As a community, there are some well-worn ruts in the road around the techniques and skills. You can find 100 articles on how to conduct an exec business review, and there are training courses to teach the fundamentals of how to be a good CSM.
The customer success movement is fully underway.
But there’s one area where i believe we need to do more work as an industry. We need to cultivate leadership as a skill set.
I did a three-year stint in product management in the early 2010s and at the time I considered product management to be the most dynamic job in a software company.
The sheer volume of inbound feedback, stakeholder management, and communications to be managed would make anyone’s head spin. To this day i believe that a stop in product is a fantastic career move for most people.

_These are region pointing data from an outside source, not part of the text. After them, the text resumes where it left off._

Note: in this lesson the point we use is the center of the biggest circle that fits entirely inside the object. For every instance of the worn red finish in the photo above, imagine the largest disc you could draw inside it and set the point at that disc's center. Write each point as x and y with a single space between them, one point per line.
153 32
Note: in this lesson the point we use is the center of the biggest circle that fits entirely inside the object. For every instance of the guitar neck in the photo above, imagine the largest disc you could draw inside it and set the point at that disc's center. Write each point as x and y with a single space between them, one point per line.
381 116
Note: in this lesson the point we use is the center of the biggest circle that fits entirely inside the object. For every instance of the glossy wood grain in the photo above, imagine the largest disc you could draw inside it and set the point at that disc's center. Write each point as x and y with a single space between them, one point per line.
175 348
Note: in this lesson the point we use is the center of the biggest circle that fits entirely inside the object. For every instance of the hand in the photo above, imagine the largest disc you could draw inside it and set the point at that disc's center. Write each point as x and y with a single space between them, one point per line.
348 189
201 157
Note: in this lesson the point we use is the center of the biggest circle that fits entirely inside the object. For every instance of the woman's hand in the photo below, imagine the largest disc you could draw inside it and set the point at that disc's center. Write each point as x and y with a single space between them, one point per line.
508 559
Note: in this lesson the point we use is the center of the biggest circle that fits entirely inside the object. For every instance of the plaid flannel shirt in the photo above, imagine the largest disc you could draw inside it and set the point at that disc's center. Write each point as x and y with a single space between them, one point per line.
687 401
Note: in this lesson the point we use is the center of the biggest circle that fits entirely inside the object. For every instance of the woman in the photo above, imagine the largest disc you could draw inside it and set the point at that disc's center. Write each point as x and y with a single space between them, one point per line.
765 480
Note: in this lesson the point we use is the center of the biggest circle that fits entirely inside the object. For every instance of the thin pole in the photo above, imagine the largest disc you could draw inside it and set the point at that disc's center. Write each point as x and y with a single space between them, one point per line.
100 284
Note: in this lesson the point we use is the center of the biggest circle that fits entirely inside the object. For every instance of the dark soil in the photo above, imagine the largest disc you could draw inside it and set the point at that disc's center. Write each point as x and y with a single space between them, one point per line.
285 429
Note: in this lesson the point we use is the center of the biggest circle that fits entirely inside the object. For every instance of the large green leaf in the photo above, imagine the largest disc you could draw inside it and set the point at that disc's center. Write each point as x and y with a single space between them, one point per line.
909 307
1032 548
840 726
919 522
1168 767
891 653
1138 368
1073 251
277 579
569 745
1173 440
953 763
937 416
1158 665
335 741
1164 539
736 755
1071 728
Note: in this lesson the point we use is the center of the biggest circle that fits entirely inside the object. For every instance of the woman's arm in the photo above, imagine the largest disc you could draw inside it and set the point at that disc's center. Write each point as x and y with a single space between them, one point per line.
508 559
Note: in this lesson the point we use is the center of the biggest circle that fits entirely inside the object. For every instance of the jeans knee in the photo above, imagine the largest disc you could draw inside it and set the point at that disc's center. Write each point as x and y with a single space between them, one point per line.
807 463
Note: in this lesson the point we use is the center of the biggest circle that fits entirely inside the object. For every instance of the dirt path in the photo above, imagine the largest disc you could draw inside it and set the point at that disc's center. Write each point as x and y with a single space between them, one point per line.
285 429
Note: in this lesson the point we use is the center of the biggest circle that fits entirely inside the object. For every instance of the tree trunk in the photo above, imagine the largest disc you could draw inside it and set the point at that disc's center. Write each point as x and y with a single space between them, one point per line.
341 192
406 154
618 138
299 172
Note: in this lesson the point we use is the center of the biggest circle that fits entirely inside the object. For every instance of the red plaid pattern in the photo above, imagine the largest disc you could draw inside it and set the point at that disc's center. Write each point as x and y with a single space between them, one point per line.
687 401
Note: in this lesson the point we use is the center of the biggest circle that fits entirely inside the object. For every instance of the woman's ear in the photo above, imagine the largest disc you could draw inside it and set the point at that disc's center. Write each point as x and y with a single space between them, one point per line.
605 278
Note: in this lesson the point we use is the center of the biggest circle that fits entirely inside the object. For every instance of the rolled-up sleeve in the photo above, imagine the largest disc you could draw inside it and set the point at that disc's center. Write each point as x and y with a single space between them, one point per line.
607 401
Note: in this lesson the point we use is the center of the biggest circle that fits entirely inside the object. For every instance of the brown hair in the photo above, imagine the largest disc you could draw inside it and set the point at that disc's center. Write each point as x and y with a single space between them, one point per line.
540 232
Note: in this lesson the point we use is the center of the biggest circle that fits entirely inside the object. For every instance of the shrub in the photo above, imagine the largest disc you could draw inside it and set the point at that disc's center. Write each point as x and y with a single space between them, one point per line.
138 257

But i don’t think it’s the most demanding job in SaaS anymore. I now believe that dubious honor belongs to the customer success team who retains 100% of the accountability for customer and business outcomes with almost none of the direct responsibility.
Given this fact, CS leaders must be among the best influencers in the business. The best communicators (both internal and external). They have to prioritize well.
And that’s why leadership as a skill set is so important.
The average tenure of a director or both of CS is less than two years. I’ve seen many CS pros take a new job only to be utterly demoralized by issues with product, sales, and customer service. Where they’ve been brought in too late to make an impact.
But it’s at precisely this moment that their leadership is needed to address the root cause issues that lead to poor customer experiences, outcomes, and ultimately to churn.
Like my good friend Nils says, “The source of and answer to every business problem you have is leadership.”
He’s right.
Illuminating product quality issues internally while reassuring upset customers.
Changing sales messaging while helping customers that have the wrong expectations.
Helping prioritize product feature requests from a customer while helping them find a suitable workaround.
These are all situations that CS leaders don’t control but they must influence.
Build cross-functional relationships
Bring facts and data vs opinions and anecdotes.
Influence with positive energy.
In the immortal words of Dale Carnegie, “Arouse in the other person an eager want. He who can do this has the whole world with him.”
This is the work of the CS leader: influencing others to create positive customer and business outcomes.
Make no mistake, sometimes it’s a game of inches, but if we get just a little bit better every day, we’ll look back a year ago and be astounded by the progress we’ve made.